少女が言うと、男は下をむいてしまいます。

 

「そんな場所があるのだろうか」

 

少女にはそれが、

男が「自分にはそんなことは許されない」と

言っているように聞こえました。

 

少女が男に声をかけようとしますが、

それよりもはやく男が動きました。

とつぜん、

少女を自分のうしろにかばったのです。

 

気がつくと男の目の前には、

いつかの皇子が立っていました。

 

「…これは貴様の仕業か」

「そうだ。

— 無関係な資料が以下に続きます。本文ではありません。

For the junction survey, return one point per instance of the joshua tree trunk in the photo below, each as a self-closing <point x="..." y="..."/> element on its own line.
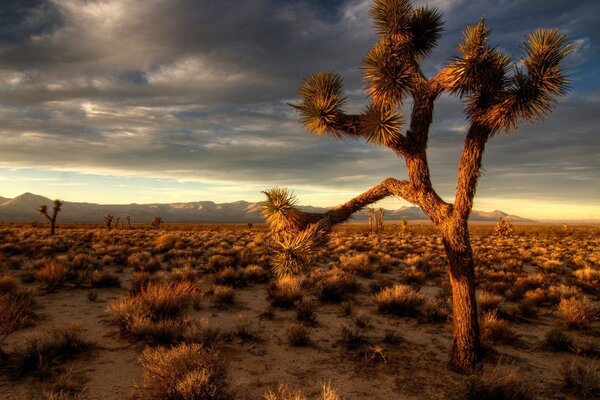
<point x="497" y="93"/>
<point x="466" y="353"/>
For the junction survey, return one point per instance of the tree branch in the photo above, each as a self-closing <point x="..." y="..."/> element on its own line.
<point x="469" y="168"/>
<point x="340" y="214"/>
<point x="354" y="126"/>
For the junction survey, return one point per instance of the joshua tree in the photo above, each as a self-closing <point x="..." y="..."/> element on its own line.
<point x="379" y="219"/>
<point x="55" y="210"/>
<point x="108" y="221"/>
<point x="497" y="93"/>
<point x="503" y="226"/>
<point x="403" y="226"/>
<point x="155" y="223"/>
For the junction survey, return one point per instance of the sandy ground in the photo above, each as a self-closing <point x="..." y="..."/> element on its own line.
<point x="414" y="368"/>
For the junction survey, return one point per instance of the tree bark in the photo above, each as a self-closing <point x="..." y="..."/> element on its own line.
<point x="466" y="351"/>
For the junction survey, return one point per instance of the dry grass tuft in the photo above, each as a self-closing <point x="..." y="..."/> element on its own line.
<point x="357" y="264"/>
<point x="16" y="306"/>
<point x="284" y="392"/>
<point x="400" y="300"/>
<point x="53" y="274"/>
<point x="577" y="313"/>
<point x="39" y="355"/>
<point x="223" y="296"/>
<point x="499" y="383"/>
<point x="335" y="285"/>
<point x="297" y="334"/>
<point x="494" y="329"/>
<point x="186" y="372"/>
<point x="285" y="291"/>
<point x="157" y="312"/>
<point x="582" y="378"/>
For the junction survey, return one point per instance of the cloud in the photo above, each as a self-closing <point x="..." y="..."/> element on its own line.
<point x="197" y="91"/>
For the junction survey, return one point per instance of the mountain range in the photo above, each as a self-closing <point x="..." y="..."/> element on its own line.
<point x="24" y="209"/>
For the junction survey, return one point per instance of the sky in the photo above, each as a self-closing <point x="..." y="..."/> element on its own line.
<point x="122" y="101"/>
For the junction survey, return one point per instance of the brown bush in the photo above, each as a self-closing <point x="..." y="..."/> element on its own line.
<point x="285" y="291"/>
<point x="499" y="383"/>
<point x="577" y="313"/>
<point x="187" y="371"/>
<point x="582" y="378"/>
<point x="53" y="274"/>
<point x="399" y="300"/>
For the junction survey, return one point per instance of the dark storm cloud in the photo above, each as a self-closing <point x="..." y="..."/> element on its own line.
<point x="197" y="90"/>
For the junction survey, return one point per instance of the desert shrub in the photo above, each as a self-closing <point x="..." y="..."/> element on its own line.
<point x="167" y="301"/>
<point x="165" y="242"/>
<point x="335" y="285"/>
<point x="222" y="296"/>
<point x="202" y="333"/>
<point x="297" y="334"/>
<point x="373" y="354"/>
<point x="186" y="273"/>
<point x="245" y="331"/>
<point x="156" y="312"/>
<point x="499" y="384"/>
<point x="487" y="301"/>
<point x="352" y="338"/>
<point x="494" y="329"/>
<point x="435" y="310"/>
<point x="256" y="273"/>
<point x="143" y="261"/>
<point x="283" y="392"/>
<point x="418" y="263"/>
<point x="231" y="277"/>
<point x="361" y="320"/>
<point x="8" y="284"/>
<point x="577" y="313"/>
<point x="380" y="284"/>
<point x="558" y="292"/>
<point x="559" y="340"/>
<point x="101" y="279"/>
<point x="39" y="355"/>
<point x="413" y="276"/>
<point x="582" y="378"/>
<point x="357" y="264"/>
<point x="399" y="300"/>
<point x="92" y="295"/>
<point x="392" y="337"/>
<point x="305" y="311"/>
<point x="218" y="262"/>
<point x="587" y="276"/>
<point x="140" y="279"/>
<point x="184" y="372"/>
<point x="53" y="274"/>
<point x="285" y="291"/>
<point x="16" y="306"/>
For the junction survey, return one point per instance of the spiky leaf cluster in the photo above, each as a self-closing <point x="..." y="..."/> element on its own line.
<point x="388" y="79"/>
<point x="57" y="205"/>
<point x="536" y="91"/>
<point x="295" y="250"/>
<point x="481" y="70"/>
<point x="280" y="209"/>
<point x="425" y="30"/>
<point x="391" y="17"/>
<point x="383" y="125"/>
<point x="321" y="101"/>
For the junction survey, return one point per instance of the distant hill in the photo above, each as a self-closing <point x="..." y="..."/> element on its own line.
<point x="24" y="209"/>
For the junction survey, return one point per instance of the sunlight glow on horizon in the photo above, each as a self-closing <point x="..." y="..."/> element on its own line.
<point x="109" y="189"/>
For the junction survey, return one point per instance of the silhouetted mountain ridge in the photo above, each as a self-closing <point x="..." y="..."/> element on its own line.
<point x="24" y="208"/>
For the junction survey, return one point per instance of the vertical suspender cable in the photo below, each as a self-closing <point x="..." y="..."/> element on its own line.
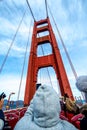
<point x="72" y="67"/>
<point x="11" y="44"/>
<point x="23" y="67"/>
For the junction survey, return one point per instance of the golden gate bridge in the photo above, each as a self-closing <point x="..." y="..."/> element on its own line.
<point x="36" y="62"/>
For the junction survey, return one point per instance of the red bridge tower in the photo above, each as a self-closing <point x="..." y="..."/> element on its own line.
<point x="54" y="60"/>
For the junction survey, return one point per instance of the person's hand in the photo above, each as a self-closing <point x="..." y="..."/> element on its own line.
<point x="1" y="103"/>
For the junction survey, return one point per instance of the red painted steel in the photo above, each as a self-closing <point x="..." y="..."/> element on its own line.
<point x="54" y="60"/>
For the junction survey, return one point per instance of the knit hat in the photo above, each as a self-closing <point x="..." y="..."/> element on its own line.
<point x="43" y="112"/>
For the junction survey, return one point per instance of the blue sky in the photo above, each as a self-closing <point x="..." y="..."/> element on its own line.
<point x="71" y="18"/>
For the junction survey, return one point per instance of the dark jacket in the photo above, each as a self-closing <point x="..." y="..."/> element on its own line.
<point x="83" y="124"/>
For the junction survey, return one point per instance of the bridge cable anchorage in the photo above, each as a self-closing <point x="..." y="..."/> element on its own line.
<point x="30" y="10"/>
<point x="47" y="67"/>
<point x="23" y="65"/>
<point x="46" y="8"/>
<point x="68" y="57"/>
<point x="4" y="61"/>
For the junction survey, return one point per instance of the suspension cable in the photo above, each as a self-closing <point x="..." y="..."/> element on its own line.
<point x="4" y="61"/>
<point x="46" y="8"/>
<point x="72" y="67"/>
<point x="23" y="66"/>
<point x="30" y="10"/>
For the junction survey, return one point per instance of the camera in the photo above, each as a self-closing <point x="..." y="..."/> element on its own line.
<point x="2" y="95"/>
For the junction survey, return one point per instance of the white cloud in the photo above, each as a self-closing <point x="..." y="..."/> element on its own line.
<point x="11" y="84"/>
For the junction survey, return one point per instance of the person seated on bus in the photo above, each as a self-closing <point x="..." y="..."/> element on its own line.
<point x="43" y="112"/>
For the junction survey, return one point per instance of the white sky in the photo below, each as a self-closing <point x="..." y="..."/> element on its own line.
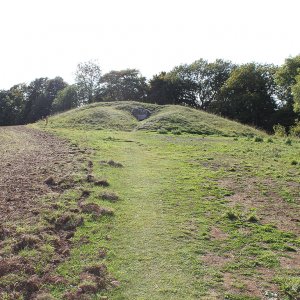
<point x="48" y="38"/>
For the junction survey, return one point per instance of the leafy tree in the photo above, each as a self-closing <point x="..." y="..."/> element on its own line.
<point x="66" y="99"/>
<point x="41" y="93"/>
<point x="88" y="81"/>
<point x="296" y="94"/>
<point x="285" y="78"/>
<point x="248" y="95"/>
<point x="124" y="85"/>
<point x="5" y="109"/>
<point x="199" y="83"/>
<point x="18" y="98"/>
<point x="162" y="90"/>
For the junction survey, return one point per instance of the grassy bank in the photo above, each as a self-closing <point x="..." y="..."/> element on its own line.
<point x="197" y="217"/>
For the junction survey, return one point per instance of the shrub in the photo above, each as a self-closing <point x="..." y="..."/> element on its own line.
<point x="258" y="139"/>
<point x="295" y="130"/>
<point x="288" y="142"/>
<point x="279" y="130"/>
<point x="162" y="131"/>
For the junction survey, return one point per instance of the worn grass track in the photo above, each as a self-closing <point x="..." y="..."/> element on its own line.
<point x="181" y="231"/>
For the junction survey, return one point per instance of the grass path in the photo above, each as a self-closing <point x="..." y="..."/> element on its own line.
<point x="147" y="254"/>
<point x="177" y="232"/>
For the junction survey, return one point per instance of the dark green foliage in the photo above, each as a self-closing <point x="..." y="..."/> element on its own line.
<point x="248" y="95"/>
<point x="123" y="85"/>
<point x="66" y="99"/>
<point x="88" y="81"/>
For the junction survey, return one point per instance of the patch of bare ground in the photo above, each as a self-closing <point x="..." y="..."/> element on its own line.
<point x="215" y="260"/>
<point x="250" y="286"/>
<point x="217" y="234"/>
<point x="271" y="207"/>
<point x="30" y="162"/>
<point x="35" y="164"/>
<point x="290" y="262"/>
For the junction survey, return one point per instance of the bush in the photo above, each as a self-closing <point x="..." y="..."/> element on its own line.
<point x="288" y="142"/>
<point x="279" y="130"/>
<point x="258" y="139"/>
<point x="295" y="130"/>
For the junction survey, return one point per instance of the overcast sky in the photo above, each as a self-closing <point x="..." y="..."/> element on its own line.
<point x="48" y="38"/>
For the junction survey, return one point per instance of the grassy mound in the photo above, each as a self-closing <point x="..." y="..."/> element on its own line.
<point x="164" y="119"/>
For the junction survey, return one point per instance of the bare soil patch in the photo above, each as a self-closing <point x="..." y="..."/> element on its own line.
<point x="30" y="161"/>
<point x="271" y="207"/>
<point x="33" y="164"/>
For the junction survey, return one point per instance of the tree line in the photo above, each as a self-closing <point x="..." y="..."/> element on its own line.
<point x="261" y="95"/>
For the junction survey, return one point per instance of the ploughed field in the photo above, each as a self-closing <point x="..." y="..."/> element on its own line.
<point x="150" y="210"/>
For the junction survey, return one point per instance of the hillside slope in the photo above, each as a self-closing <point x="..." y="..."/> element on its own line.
<point x="163" y="119"/>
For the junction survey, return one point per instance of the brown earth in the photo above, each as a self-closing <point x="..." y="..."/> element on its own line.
<point x="28" y="158"/>
<point x="33" y="164"/>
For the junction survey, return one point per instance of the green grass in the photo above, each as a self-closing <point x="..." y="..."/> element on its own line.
<point x="171" y="197"/>
<point x="168" y="118"/>
<point x="204" y="209"/>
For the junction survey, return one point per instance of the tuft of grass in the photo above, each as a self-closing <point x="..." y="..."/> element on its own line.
<point x="258" y="139"/>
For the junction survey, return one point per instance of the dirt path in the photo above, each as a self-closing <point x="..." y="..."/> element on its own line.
<point x="28" y="158"/>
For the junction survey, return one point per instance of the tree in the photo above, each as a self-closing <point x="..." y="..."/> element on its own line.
<point x="296" y="94"/>
<point x="5" y="108"/>
<point x="66" y="99"/>
<point x="248" y="95"/>
<point x="199" y="83"/>
<point x="88" y="81"/>
<point x="41" y="93"/>
<point x="162" y="90"/>
<point x="285" y="78"/>
<point x="124" y="85"/>
<point x="18" y="99"/>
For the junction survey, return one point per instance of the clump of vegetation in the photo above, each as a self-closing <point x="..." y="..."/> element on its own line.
<point x="288" y="142"/>
<point x="162" y="131"/>
<point x="109" y="196"/>
<point x="232" y="215"/>
<point x="279" y="130"/>
<point x="258" y="139"/>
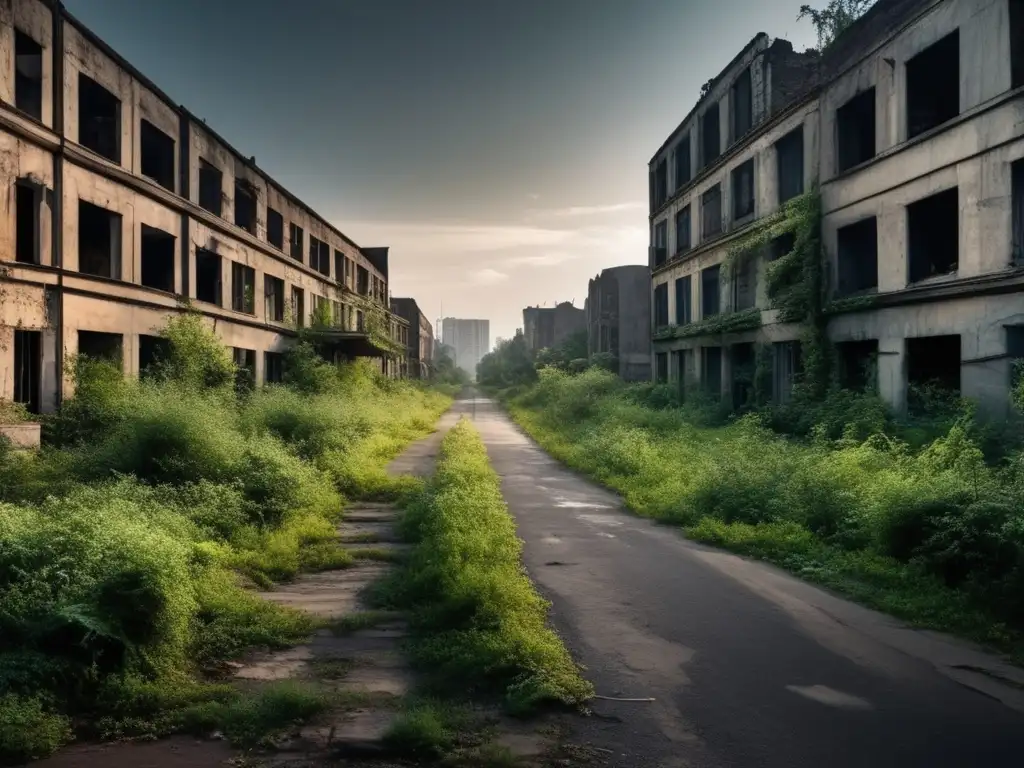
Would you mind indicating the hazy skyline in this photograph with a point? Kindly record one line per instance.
(499, 148)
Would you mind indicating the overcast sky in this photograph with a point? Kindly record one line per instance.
(499, 146)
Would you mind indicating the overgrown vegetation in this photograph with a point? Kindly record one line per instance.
(126, 543)
(478, 624)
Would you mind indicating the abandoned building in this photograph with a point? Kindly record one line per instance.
(420, 346)
(617, 310)
(910, 129)
(124, 209)
(546, 328)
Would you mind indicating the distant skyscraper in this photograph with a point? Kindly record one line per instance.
(469, 338)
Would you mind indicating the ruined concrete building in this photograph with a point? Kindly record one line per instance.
(123, 208)
(910, 128)
(619, 318)
(420, 347)
(546, 328)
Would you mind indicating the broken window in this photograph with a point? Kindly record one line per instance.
(933, 228)
(742, 105)
(683, 230)
(683, 161)
(790, 151)
(27, 222)
(98, 119)
(245, 205)
(933, 85)
(28, 75)
(742, 190)
(662, 305)
(157, 254)
(208, 276)
(684, 297)
(100, 346)
(211, 192)
(274, 228)
(273, 288)
(933, 370)
(157, 150)
(710, 291)
(98, 241)
(711, 212)
(295, 241)
(711, 139)
(857, 256)
(857, 364)
(28, 368)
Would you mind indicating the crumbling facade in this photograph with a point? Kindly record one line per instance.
(124, 209)
(619, 318)
(911, 134)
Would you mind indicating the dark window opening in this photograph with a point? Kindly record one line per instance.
(243, 288)
(211, 190)
(857, 365)
(711, 131)
(295, 241)
(273, 368)
(710, 291)
(28, 369)
(245, 205)
(933, 370)
(274, 228)
(157, 254)
(662, 305)
(27, 227)
(100, 346)
(684, 298)
(742, 190)
(790, 151)
(742, 105)
(933, 86)
(208, 278)
(683, 161)
(273, 289)
(157, 150)
(711, 212)
(933, 225)
(98, 241)
(153, 351)
(855, 130)
(28, 75)
(98, 119)
(857, 255)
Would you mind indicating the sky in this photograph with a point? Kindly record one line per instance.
(499, 146)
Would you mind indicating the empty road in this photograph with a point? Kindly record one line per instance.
(747, 666)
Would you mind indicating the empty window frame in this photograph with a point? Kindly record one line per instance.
(933, 85)
(857, 256)
(684, 299)
(933, 232)
(790, 155)
(157, 255)
(243, 288)
(157, 151)
(98, 241)
(28, 75)
(208, 276)
(98, 119)
(742, 190)
(211, 193)
(855, 131)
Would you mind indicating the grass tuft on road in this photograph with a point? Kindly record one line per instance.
(477, 622)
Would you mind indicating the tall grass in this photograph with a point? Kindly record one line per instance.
(934, 535)
(125, 545)
(477, 620)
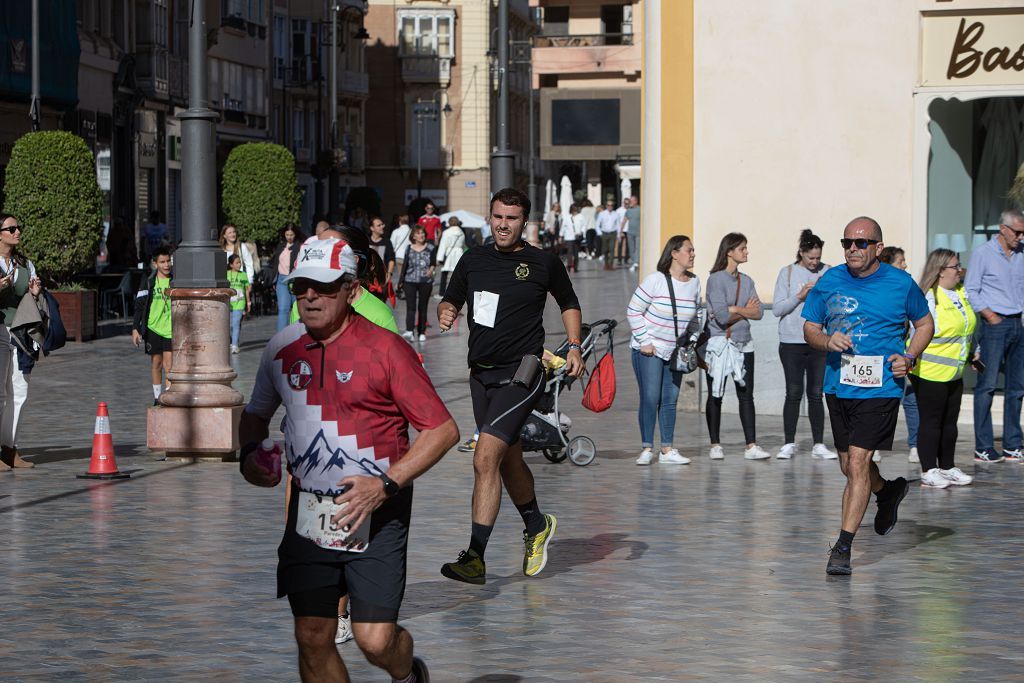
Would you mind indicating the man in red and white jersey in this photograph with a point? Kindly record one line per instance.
(350, 390)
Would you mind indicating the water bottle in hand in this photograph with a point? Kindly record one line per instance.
(267, 456)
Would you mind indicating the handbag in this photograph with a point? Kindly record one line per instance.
(684, 355)
(600, 391)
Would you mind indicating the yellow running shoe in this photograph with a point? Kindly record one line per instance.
(537, 548)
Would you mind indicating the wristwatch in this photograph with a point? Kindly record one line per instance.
(390, 485)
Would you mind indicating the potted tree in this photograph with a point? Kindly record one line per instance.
(51, 187)
(259, 191)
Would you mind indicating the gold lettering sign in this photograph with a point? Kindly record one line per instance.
(978, 49)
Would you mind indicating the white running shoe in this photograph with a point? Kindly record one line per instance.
(344, 633)
(956, 477)
(756, 453)
(673, 458)
(646, 457)
(786, 452)
(933, 479)
(821, 451)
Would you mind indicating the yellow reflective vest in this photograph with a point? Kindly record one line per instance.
(946, 355)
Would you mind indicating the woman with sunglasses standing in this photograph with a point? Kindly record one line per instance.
(17, 278)
(938, 377)
(801, 363)
(732, 302)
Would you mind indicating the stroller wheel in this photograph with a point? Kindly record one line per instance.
(555, 455)
(582, 451)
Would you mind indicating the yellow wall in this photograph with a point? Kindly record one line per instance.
(676, 212)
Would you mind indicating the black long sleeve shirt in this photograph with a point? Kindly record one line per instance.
(521, 282)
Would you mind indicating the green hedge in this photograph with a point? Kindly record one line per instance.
(260, 191)
(51, 188)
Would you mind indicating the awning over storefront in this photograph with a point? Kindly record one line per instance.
(58, 52)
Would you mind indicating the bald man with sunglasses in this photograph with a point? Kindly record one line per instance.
(857, 313)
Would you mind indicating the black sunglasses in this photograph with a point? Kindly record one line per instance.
(300, 286)
(1019, 233)
(860, 243)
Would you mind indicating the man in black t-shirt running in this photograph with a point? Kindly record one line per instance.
(505, 286)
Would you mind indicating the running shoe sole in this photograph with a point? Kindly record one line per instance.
(544, 552)
(899, 499)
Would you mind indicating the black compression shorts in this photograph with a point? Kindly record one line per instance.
(313, 579)
(865, 423)
(500, 408)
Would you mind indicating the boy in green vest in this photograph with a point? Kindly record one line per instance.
(153, 319)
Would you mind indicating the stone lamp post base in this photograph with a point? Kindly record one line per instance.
(198, 417)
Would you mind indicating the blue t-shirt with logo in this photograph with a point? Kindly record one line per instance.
(873, 311)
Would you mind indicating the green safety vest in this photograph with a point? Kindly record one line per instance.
(946, 354)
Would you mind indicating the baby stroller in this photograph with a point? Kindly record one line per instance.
(547, 429)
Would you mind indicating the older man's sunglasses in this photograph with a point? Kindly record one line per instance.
(859, 243)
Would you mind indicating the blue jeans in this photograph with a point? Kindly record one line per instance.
(912, 417)
(236, 326)
(1000, 345)
(285, 301)
(658, 394)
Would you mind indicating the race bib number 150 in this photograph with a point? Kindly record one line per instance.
(860, 371)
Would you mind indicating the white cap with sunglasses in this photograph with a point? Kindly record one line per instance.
(325, 260)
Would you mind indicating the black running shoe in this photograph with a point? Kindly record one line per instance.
(420, 669)
(839, 561)
(469, 568)
(892, 496)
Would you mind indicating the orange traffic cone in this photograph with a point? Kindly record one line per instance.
(102, 465)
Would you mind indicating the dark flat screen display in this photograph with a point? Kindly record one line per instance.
(585, 122)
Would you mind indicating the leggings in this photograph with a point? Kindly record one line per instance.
(417, 300)
(800, 360)
(938, 403)
(745, 395)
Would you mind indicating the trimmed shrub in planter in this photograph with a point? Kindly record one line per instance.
(51, 188)
(260, 191)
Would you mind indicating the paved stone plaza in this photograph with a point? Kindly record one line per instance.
(711, 571)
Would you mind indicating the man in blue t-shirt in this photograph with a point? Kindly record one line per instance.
(858, 314)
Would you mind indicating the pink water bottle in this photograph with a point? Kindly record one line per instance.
(268, 457)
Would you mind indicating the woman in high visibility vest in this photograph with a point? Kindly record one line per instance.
(938, 375)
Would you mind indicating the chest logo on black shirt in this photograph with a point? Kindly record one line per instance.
(299, 375)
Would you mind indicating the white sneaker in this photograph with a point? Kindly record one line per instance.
(673, 458)
(646, 457)
(344, 633)
(756, 453)
(956, 477)
(786, 452)
(821, 451)
(933, 479)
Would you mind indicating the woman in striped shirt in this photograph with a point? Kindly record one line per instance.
(653, 337)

これはおれがやった」

 

怒りをかくしたような顔をしている皇子に、

男は怖がりもせずに答えました。

 

「戦争に関わらず、国も家族も、仲間も居ないお前が…何の為に、やったんだ」

「…おれが、そう在れと願って造られたからだ」

 

その答えは、嘘ではありません。

ここでのころしは、

男の意思ではありませんでした。

 

そう――“ここでの”、“今までの”ころしは。

 

「おれは、あらそう人びとをころすようにと

願って造られた。だからころした。

 

だがおれは、

おれ自身の本能とは別に、

ひとりの人間をまもるという意思で

行動している。

 

おれにとっては、

その人間ひとりの命のほうが、

多くの命よりも重い。

おれはそのひとりさえまもれれば、

ほかにはなにも望まない」

 

「人殺しを、

その人間のためにやめようとは思わないのか」

 

「思ったところでおれには何もできない。

おれはあらそう人間をころさずにはいられない

…そういうモノだ」

 

「…そうか。やはり貴様な危険な存在だな」

 

皇子はしばらくの間、男を睨んでいましたが、

やがて男に剣をむけました。

すると、

どこからともなく皇子の部下らしき兵士たちが

あらわれて、男と少女をとり囲みます。

 

「貴様の存在は、わが国に…

いや、この世界全体に災厄を招くだろう。

そうなるまえに、今ここで討たせてもらうぞ!」

 

皇子の言葉に、

少女はあんまりだと泣きたくなりました。

 

自分でも望んでいない人殺しをしてしまう男。

でも男はずっといやだと思ってた自分の宿命を

受け入れて、そのくるしみよりも守りたいものを

選んでくれたのに。

 

でも男は、かくごを決めたように

堂々としていました。

 

「すまない。おれは今から、

おれの意志で人をころす」

 

少女にそう告げると、男は少女を片手でやさしく抱えたまま、皇子たちとたたかいました。

肉がとびちり、骨がくだけ、

たくさんの人が死にました。

 

それでも男は、

少女をやさしく抱きかかえたまま、

皇子たちの手をふりきって走ります。

 

広場を出て、

街を抜け、

山脈をこえてどこまでも――

この世界全体から、逃げるように。

  

 

 

 ホロウが探し求めていた反応が見つかったのは、太陽が眠りに落ちかけている頃のことだった。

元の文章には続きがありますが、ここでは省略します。